A top civil rights organization has filed a class action lawsuit against the Trump administration, seeking the release of thousands of unaccompanied migrant children who continue to remain under U.S. custody—some now for months—due to official policy that has intentionally prolonged their detention and resulted in the immigration arrests of potential sponsors.
The lawsuit, filed by the Southern Poverty Law Center (SPLC), details the Trump administration policy of sharing sponsor information with Immigration and Customs Enforcement, which led to the arrests of at least 170 people. Other potential sponsors were frightened off, eventually leading to a record number of kids—nearly 15,000—under U.S. custody.
One plaintiff in the lawsuit, a 14-year-old named “M.C.L,” fled Mexico after she was threatened at gunpoint. “The teen hoped to rejoin her mother in San Fernando. Instead, she was taken to a shelter in Florida, a 2,350-capacity facility that was not subject to state licensure and corresponding child welfare inspections.” Following the closure of the prison camp in Tornillo, Texas, the Homestead, Florida, prison camp has become “the largest children’s detention facility in the nation.”

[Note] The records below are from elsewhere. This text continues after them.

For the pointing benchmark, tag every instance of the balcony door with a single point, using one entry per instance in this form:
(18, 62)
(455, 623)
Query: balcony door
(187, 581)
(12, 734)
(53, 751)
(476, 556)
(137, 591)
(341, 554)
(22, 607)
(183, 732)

While the administration eventually backed down from the “unprecedented” policy late last year, there’s still a massive number of detained kids who have yet to be released to a family member or other sponsor. “We have over 10,000 children in custody right now because this administration is using them as bait,” said Mary Bauer of SPLC’s Immigrant Justice Project. “This deplorable, deliberate policy means that these children are languishing in detention for months at a time.”